No-one can compare other grand palaces and chateaux without first visiting Versailles, the grand inspiration on which so many other palaces were modeled. Versailles is easy to reach on the RER regional train from Paris, which delivers visitors almost to the gates of the palace.
This magnificent residence gives an insight into life in the court of the Sun King, Louis XIV, from 1682. He lived at Versailles with his wife, Marie Antoinette, and hundreds of courtiers, hence the need for 2,300 rooms and 67 staircases in a palace that has a floor area of 67,000m². Guided tours reveal the highlights including the Hall of Mirrors, the King’s Apartments, Coronation Room, Battles Gallery as well as the Grand Trianon in the extensive formal gardens.
The palace of Fontainebleau is one of the largest chateaux in France. Started in the 16th century by Francis I on the site of a 12th century chateau, it was a favourite country house for French rulers for eight centuries. Built in Italian Mannerist style combining sculpture, metalwork, painting, stucco and woodwork, both indoors and out, it became known as the “Fontainebleau style”.
Today part of the chateau houses the Ecoles d’Art Americaines which instructs students in music, art and architecture. The palace includes a magnificent theatre, throne room, ballroom, the bedroom of Napoleon I and the Gallery of Henry II, best seen on a guided tour.
Vaux le Vicomte
Set in Melun, Vaux le Vicomte is a spectacular chateau and former home of Nicolas Fouquet, marquis de Belle-Ile. He made it a haven for French artists who used their talents to further glorify the chateau. However, the monument became Fouquet’s undoing. The jealousy he invoked in others led to his imprisonment on a false charge of embezzlement. The opulent chateau remains beautifully furnished and is complemented by wonderful gardens, designed by Le Notre. During the summer the palace and gardens offer “Soirees aux Chandelles”, candlelit tours which finish with a grand finale of fireworks.
Acquired by Louis XIV in 1783, this former castle was converted into a home worthy of a king with rococo and neo-Pompeian style interiors. The formal French gardens are segmented by a series of canals which create six islands.

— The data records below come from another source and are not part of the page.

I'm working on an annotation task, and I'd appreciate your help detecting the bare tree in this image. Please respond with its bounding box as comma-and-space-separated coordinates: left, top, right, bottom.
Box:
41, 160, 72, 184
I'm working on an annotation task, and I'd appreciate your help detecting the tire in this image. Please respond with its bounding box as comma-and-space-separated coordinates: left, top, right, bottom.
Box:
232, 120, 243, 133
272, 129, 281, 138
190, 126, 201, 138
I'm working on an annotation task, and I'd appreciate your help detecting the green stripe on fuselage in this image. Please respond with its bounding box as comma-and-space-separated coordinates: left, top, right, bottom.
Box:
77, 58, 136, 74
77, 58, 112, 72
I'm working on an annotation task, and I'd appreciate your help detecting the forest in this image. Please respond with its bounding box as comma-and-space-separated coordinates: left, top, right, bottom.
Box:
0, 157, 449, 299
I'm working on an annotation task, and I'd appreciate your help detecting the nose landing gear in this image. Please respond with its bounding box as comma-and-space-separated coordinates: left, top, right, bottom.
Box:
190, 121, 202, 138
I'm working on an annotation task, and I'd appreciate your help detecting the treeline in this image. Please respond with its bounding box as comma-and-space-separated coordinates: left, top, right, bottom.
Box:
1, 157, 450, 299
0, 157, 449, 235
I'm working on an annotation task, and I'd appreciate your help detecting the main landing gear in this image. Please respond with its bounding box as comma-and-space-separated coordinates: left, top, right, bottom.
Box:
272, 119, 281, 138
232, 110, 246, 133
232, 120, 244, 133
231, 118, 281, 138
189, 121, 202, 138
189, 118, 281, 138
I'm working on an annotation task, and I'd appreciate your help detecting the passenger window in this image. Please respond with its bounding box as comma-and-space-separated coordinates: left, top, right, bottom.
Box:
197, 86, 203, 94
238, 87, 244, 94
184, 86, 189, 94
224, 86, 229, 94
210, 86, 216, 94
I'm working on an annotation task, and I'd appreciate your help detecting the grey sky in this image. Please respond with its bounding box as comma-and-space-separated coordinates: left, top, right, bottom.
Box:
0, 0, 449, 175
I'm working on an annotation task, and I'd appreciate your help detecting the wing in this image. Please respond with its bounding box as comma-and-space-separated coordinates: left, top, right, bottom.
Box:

Today Rambouillet is used as a Presidential estate for entertaining visiting heads of state. During the summer it is open to the public with guided tours including carriage rides of the grounds, the Dairy Queen and Shell Cottage.
Chateau de Malmaison
Just 12km from Paris and easy to reach by local RER train, the delightful home of Napoleon Bonaparte and Empress Josephine still retains its original 19th century décor which Josephine herself oversaw. This national museum is packed with personal paintings, furniture, jewellery, sculpture, fashion and porcelain collections and guided tours are available. The house is surrounded by a park which is a pleasant place to stroll.